The description in chapter 2 of the only acceptable people to be shown to a western audience "if he was a wolf, he must be defanged" felt like a high-brow Citations Needed by a Palestinian expert. Good stuff.

Also appreciate the way he utilizes his definition of humanity/inhuman as well as his desire to become human (feels like Fanon sitting in the background nodding along)

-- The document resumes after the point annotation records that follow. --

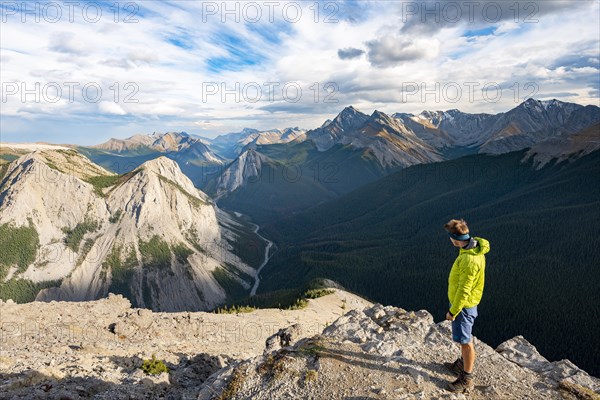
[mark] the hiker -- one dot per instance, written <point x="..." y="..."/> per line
<point x="465" y="287"/>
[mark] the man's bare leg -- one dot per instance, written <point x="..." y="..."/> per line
<point x="468" y="353"/>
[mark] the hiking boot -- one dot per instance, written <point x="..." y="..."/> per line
<point x="456" y="367"/>
<point x="462" y="384"/>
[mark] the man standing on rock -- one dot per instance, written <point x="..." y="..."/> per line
<point x="465" y="287"/>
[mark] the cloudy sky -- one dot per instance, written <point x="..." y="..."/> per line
<point x="84" y="72"/>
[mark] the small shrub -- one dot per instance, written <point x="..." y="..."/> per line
<point x="233" y="386"/>
<point x="154" y="366"/>
<point x="298" y="304"/>
<point x="310" y="375"/>
<point x="155" y="253"/>
<point x="19" y="246"/>
<point x="182" y="252"/>
<point x="115" y="217"/>
<point x="74" y="236"/>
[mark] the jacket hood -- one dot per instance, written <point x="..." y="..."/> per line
<point x="483" y="247"/>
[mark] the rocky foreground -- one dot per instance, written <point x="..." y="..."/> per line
<point x="340" y="347"/>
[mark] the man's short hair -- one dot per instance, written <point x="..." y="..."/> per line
<point x="457" y="226"/>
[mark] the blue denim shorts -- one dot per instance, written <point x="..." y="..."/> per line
<point x="463" y="325"/>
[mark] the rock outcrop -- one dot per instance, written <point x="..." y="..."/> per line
<point x="149" y="234"/>
<point x="388" y="353"/>
<point x="340" y="347"/>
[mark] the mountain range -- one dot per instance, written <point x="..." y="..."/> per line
<point x="268" y="174"/>
<point x="164" y="218"/>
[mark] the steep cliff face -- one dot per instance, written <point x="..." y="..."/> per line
<point x="149" y="234"/>
<point x="340" y="346"/>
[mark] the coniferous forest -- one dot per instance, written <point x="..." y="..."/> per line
<point x="386" y="242"/>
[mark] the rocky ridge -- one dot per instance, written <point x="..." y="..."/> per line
<point x="340" y="347"/>
<point x="149" y="233"/>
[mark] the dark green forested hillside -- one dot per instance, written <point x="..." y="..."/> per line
<point x="386" y="241"/>
<point x="299" y="177"/>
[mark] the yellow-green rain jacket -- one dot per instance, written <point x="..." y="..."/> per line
<point x="465" y="283"/>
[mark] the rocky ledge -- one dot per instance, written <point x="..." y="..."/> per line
<point x="339" y="347"/>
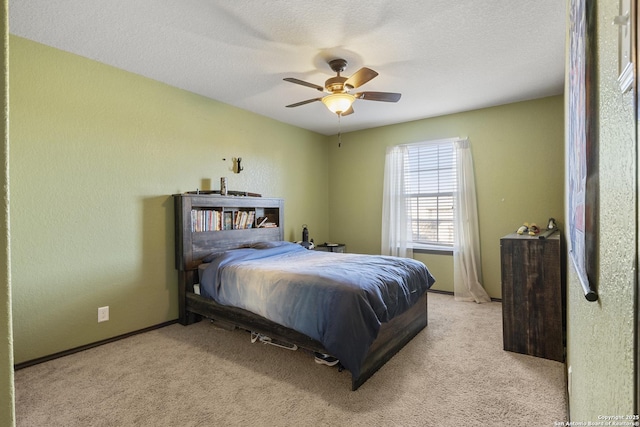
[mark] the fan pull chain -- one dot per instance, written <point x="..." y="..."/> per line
<point x="339" y="131"/>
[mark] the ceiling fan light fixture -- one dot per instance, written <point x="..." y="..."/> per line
<point x="338" y="103"/>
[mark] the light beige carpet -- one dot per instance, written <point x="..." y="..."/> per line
<point x="454" y="373"/>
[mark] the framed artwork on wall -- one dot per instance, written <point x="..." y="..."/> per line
<point x="583" y="178"/>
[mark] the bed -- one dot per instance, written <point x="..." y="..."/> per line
<point x="252" y="279"/>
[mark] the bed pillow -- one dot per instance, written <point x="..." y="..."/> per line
<point x="270" y="244"/>
<point x="213" y="255"/>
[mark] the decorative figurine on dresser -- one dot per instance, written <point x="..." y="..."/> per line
<point x="533" y="292"/>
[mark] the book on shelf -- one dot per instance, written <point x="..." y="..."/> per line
<point x="205" y="220"/>
<point x="216" y="220"/>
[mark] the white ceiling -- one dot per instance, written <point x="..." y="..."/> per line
<point x="443" y="56"/>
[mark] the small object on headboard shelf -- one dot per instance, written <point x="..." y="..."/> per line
<point x="223" y="186"/>
<point x="229" y="193"/>
<point x="237" y="168"/>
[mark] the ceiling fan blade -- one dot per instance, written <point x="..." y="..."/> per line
<point x="379" y="96"/>
<point x="346" y="113"/>
<point x="303" y="83"/>
<point x="360" y="77"/>
<point x="308" y="101"/>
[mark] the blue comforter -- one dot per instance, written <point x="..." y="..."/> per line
<point x="337" y="299"/>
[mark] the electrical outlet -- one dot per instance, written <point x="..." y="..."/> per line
<point x="103" y="314"/>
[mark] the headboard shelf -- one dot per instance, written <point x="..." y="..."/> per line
<point x="193" y="244"/>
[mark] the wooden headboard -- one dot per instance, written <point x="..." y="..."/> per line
<point x="206" y="223"/>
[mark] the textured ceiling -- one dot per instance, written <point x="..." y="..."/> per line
<point x="443" y="56"/>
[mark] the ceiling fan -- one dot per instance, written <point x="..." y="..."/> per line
<point x="339" y="99"/>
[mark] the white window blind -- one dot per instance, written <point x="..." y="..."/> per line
<point x="430" y="185"/>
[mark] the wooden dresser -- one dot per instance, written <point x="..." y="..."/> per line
<point x="533" y="295"/>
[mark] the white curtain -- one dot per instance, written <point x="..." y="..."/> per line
<point x="467" y="272"/>
<point x="396" y="227"/>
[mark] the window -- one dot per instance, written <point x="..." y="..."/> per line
<point x="430" y="185"/>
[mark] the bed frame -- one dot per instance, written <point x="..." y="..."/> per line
<point x="193" y="246"/>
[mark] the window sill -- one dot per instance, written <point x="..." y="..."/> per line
<point x="433" y="251"/>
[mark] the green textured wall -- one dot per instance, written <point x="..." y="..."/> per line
<point x="519" y="167"/>
<point x="600" y="335"/>
<point x="96" y="153"/>
<point x="7" y="412"/>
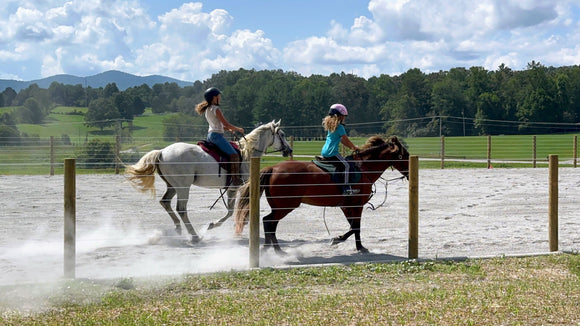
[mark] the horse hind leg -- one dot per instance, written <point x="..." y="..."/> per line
<point x="355" y="224"/>
<point x="166" y="203"/>
<point x="182" y="199"/>
<point x="230" y="206"/>
<point x="270" y="222"/>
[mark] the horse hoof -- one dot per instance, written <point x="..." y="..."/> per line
<point x="335" y="241"/>
<point x="363" y="250"/>
<point x="281" y="253"/>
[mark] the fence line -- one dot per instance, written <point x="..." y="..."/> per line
<point x="553" y="193"/>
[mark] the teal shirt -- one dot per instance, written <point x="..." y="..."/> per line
<point x="330" y="148"/>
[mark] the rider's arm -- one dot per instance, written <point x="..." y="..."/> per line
<point x="227" y="125"/>
<point x="346" y="142"/>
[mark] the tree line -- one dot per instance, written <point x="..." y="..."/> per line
<point x="461" y="101"/>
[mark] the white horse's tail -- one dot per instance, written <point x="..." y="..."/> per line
<point x="141" y="175"/>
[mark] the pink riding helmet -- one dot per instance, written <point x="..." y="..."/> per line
<point x="338" y="109"/>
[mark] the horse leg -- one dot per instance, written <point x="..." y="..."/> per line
<point x="182" y="198"/>
<point x="352" y="215"/>
<point x="231" y="193"/>
<point x="270" y="222"/>
<point x="166" y="203"/>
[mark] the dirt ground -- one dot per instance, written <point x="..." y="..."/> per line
<point x="120" y="232"/>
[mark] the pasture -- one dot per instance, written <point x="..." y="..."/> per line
<point x="132" y="270"/>
<point x="509" y="291"/>
<point x="33" y="155"/>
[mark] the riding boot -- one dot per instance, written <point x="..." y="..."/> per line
<point x="236" y="180"/>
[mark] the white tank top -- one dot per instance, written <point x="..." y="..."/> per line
<point x="215" y="125"/>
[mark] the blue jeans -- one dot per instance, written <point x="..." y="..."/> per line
<point x="221" y="142"/>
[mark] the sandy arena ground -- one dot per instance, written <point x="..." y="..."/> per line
<point x="463" y="213"/>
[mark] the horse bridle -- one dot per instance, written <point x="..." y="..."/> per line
<point x="277" y="134"/>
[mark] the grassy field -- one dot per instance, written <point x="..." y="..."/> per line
<point x="542" y="290"/>
<point x="32" y="157"/>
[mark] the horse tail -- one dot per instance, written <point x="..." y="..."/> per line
<point x="141" y="175"/>
<point x="242" y="204"/>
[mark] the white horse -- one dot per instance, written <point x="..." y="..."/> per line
<point x="180" y="165"/>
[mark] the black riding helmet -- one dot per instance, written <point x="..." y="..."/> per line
<point x="210" y="93"/>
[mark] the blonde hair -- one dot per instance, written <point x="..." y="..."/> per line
<point x="330" y="122"/>
<point x="201" y="107"/>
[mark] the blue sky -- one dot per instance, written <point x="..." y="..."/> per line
<point x="193" y="40"/>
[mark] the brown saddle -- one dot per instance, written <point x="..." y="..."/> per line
<point x="220" y="156"/>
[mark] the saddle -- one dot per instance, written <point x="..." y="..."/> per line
<point x="336" y="173"/>
<point x="220" y="156"/>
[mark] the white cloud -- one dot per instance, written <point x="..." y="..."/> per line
<point x="191" y="43"/>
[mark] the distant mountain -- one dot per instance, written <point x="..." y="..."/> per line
<point x="123" y="81"/>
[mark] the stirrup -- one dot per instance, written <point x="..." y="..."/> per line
<point x="347" y="190"/>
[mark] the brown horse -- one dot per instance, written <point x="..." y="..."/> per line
<point x="290" y="183"/>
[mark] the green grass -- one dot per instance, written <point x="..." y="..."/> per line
<point x="147" y="134"/>
<point x="509" y="291"/>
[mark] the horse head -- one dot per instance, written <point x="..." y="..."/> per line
<point x="266" y="135"/>
<point x="279" y="142"/>
<point x="401" y="160"/>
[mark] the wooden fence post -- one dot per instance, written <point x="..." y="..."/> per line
<point x="117" y="154"/>
<point x="51" y="155"/>
<point x="575" y="155"/>
<point x="534" y="151"/>
<point x="489" y="152"/>
<point x="413" y="207"/>
<point x="292" y="146"/>
<point x="553" y="209"/>
<point x="254" y="212"/>
<point x="442" y="152"/>
<point x="69" y="218"/>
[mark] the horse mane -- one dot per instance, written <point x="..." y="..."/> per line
<point x="250" y="139"/>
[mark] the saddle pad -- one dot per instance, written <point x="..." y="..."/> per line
<point x="337" y="177"/>
<point x="216" y="152"/>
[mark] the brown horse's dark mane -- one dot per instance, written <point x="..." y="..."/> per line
<point x="376" y="144"/>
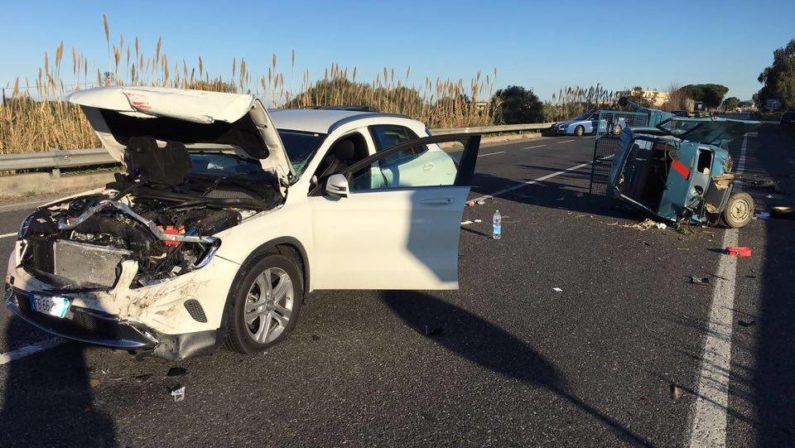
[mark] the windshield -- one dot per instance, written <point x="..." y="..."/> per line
<point x="679" y="127"/>
<point x="300" y="147"/>
<point x="221" y="164"/>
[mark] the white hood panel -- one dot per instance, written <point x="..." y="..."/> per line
<point x="194" y="106"/>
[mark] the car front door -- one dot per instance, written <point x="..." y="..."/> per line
<point x="397" y="233"/>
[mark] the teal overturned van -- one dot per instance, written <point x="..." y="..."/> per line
<point x="680" y="171"/>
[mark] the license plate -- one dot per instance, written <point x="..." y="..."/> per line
<point x="52" y="305"/>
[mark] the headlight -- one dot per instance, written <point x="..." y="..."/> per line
<point x="23" y="228"/>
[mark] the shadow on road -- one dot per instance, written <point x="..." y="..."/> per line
<point x="48" y="399"/>
<point x="560" y="193"/>
<point x="774" y="377"/>
<point x="491" y="347"/>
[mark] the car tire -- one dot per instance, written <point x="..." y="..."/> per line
<point x="259" y="315"/>
<point x="739" y="210"/>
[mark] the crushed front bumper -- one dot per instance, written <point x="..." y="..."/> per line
<point x="82" y="324"/>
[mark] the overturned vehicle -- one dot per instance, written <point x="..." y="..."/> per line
<point x="223" y="212"/>
<point x="681" y="171"/>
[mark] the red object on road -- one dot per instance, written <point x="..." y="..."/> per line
<point x="681" y="168"/>
<point x="736" y="251"/>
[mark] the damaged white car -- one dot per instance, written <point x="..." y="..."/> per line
<point x="227" y="216"/>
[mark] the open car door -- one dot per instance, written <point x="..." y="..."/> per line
<point x="399" y="233"/>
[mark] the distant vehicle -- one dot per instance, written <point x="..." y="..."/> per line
<point x="699" y="109"/>
<point x="587" y="123"/>
<point x="681" y="171"/>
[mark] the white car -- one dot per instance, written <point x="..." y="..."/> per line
<point x="228" y="215"/>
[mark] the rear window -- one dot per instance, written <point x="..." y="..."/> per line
<point x="300" y="147"/>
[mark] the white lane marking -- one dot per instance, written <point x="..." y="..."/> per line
<point x="710" y="413"/>
<point x="490" y="154"/>
<point x="534" y="181"/>
<point x="28" y="350"/>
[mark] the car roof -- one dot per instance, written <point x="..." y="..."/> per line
<point x="321" y="121"/>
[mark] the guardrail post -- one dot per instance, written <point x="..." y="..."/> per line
<point x="56" y="169"/>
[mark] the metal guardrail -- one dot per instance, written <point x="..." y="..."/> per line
<point x="492" y="129"/>
<point x="57" y="159"/>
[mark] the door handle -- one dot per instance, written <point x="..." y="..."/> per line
<point x="437" y="201"/>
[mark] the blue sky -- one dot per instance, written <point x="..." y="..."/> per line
<point x="541" y="45"/>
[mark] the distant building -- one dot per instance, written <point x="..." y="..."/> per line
<point x="654" y="97"/>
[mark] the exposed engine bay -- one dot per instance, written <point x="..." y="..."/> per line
<point x="162" y="214"/>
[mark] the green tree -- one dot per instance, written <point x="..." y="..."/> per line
<point x="779" y="78"/>
<point x="711" y="94"/>
<point x="515" y="105"/>
<point x="731" y="103"/>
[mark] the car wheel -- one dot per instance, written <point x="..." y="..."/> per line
<point x="739" y="210"/>
<point x="264" y="305"/>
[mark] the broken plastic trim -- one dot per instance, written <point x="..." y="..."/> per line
<point x="64" y="225"/>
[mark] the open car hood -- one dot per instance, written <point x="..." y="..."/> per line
<point x="193" y="117"/>
<point x="710" y="131"/>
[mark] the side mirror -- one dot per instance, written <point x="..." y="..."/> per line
<point x="337" y="185"/>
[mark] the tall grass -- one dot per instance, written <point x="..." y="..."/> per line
<point x="574" y="100"/>
<point x="34" y="117"/>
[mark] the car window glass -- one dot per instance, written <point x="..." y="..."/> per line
<point x="387" y="136"/>
<point x="300" y="146"/>
<point x="430" y="165"/>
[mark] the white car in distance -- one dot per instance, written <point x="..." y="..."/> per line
<point x="228" y="215"/>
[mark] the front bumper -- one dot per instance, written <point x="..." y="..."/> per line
<point x="82" y="324"/>
<point x="97" y="328"/>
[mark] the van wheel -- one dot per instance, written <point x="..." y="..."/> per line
<point x="739" y="210"/>
<point x="264" y="305"/>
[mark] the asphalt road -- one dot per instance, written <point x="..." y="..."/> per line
<point x="509" y="361"/>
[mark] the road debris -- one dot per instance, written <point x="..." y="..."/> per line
<point x="176" y="371"/>
<point x="738" y="251"/>
<point x="783" y="211"/>
<point x="699" y="280"/>
<point x="676" y="392"/>
<point x="178" y="392"/>
<point x="762" y="215"/>
<point x="433" y="331"/>
<point x="646" y="224"/>
<point x="143" y="377"/>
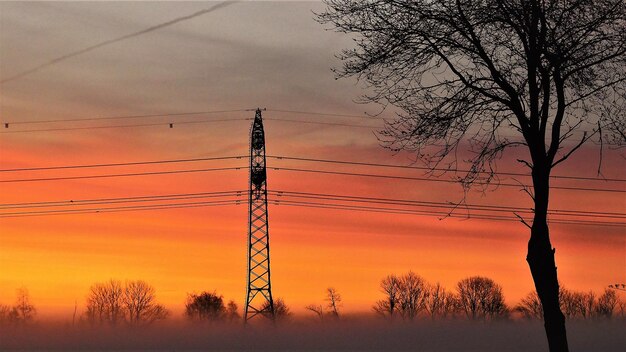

[–] Wmill@hexbear.net 3 points 1 month ago

I've caught myself thinking about the human comment too tbh part of me has been reworking the term to not be speciesist but yeah I think this is why it stuck with me so much and why the word irked me in a way I couldn't describe. Real on the fanon part

[–] MLRL_Commie@hexbear.net 3 points 1 month ago

Just finished chapter 5, and I had forgotten that I'd already read ch5 a while ago. But very powerful, and I think, instead of analyzing it as "being too tired or exhausted to care about coming near antisemitism" (sort of what he says directly) we should analyze it as a sort of argument to prove that antisemitism as Europeans invented it is just not a thing outside of European racist circles. Antisemitism as a material force broader than individuals is not relevant to these discussions. It is superseded, which is obvious in the material reality that are imposed the people of the various groups, highlighted in this book. So the tactic is not useful to keep announcing our anti-antisemitism, we must focus on the current relations and how the European tropes should be ignored as European

[–] MLRL_Commie@hexbear.net 3 points 1 month ago (1 children)

Oh shit I hadn't seen this group. I'm gonna catch up, I've had this book on my ereader for a while but only to like chapter 3

[–] LeninWeave@hexbear.net 3 points 1 month ago

Adding you to the ping list!

[–] OrionsMask@hexbear.net 3 points 1 month ago (1 children)

Didn't know this was a thing, can you add me to the pings? Can't promise I'll actually get to reading it but I'll try

[–] Wmill@hexbear.net 3 points 1 month ago

I just finished chapter 5 and I see this, amazing timing add me to the list.

I've thus far really liked this book, I started reading it only monday would have started sooner but barely got it from my library on Sunday.

Chapter 5 is on my mind rn now and I been thinking of the tropes part of how much colonial forces have become cops in our heads and it brought me back to what I remember on fanon. The tightropes the colonized have to walk Everytime they even speak is an exhausting process. This book has been a great deal putting into words a lot of things I've been thinking about.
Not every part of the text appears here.